The Conservative narrative around regional growth will have been welcome news for the partnership. The reality now seems to be that whoever is prime minister for the next five years and beyond, their electoral battleground will be the North of England.
“It’s good politics. It’s also been good economics, because it’s the right thing to do for the country. And it’s now a political necessity, in that you can’t win an election without having a proposition for the North.”
But this burgeoning Northern agenda hasn’t come out of nowhere, explains Murison. The Northern Powerhouse concept has been building momentum since it was announced five years ago, as a bid to grow the Northern economy by then-chancellor George Osborne – although the initiative did go quiet under Theresa May, whose premiership was largely distracted by Brexit.
Today, the independent Northern Powerhouse Partnership group is chaired by Osborne (who is no longer an MP). The organisation is keen to clarify that it non-political and 100 per cent funded by business.
Murison remembers a growing positivity in the North even in the days before the Northern Powerhouse came along. As someone working in the private sector at the time, it definitely felt, even then, like something was going to happen, he says.

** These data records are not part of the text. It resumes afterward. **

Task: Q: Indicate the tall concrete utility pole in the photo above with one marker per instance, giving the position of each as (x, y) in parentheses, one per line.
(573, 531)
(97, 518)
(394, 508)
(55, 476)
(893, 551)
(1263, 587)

In fact, it’s been a concept that, somewhat ironically given its role in election 2019, transcended politics, with Labour’s John Prescott championing the Northern Way initiative a decade ago.
“There has been a growing political consensus on this issue. What’s different now is that rather than being the view of a few visionaries who have understood the opportunity and are keen to make something happen, this is now an absolute political reality that everyone accepts.”
Murison quotes an analogy on this shift in the national perspective from the NPP’s vice-chair Jim O’Neill, who feels people in London are now “starting to speak with northern accents”.
I point to how as a result the NPP is attracting a lot of airtime. Does Murison think the regional growth narrative means we will be hearing more about other local collaborations, such as the Midlands Engine?
It seems this is not an apt comparison. “The reality is that the North of England is the only economy in the UK that could ever provide a counterweight to London.”
Birmingham’s economy looks both ways – to the North because of similarities in manufacturing, to London because it is becoming more and more a part of London’s orbit. The North of England is distant enough, and economically different enough, to provide another economic actor. “I have great respect for the Midlands Engine, and I know it does good work, but it’s a political construction. The Northern Powerhouse is an economic project that has now got political.
“The North’s is a more ambitious goal than wanting just to be prosperous in its own right. We are going to be equivalent to London – which is a different position altogether.”
I ask if having a Minister for the Northern Powerhouse and Local Growth, a post held by Rossendale and Darwen MP Jake Berry, is also a shot in the arm for the North’s objectives.
“Jake is a really good advocate, a positive force, and has done a lot of good,” says Murison. “Having a Northern voice at the Cabinet table is something we and newspapers like the Yorkshire Post, as part of the ‘Power up the North’ campaign, argued for. And I think securing that, alongside having powerful voices for the North, like Rishi Sunak, chief secretary to the Treasury, has definitely made a difference in this new government.”
I remind Murison how when we last met, in December, he had been on the podium at a pre-election Northern Powerhouse conference in Manchester. Election fever was in full swing and he had pledged to hold to account whichever political party got into Downing Street over their campaign promises to North.
So, is now the perfect opportunity for him to take them up on that? “If the Tories want their blue wall to continue standing, they need to put some foundations underneath it. And the Budget is their opportunity to do that.”
It seems it may be better to ask him again next month.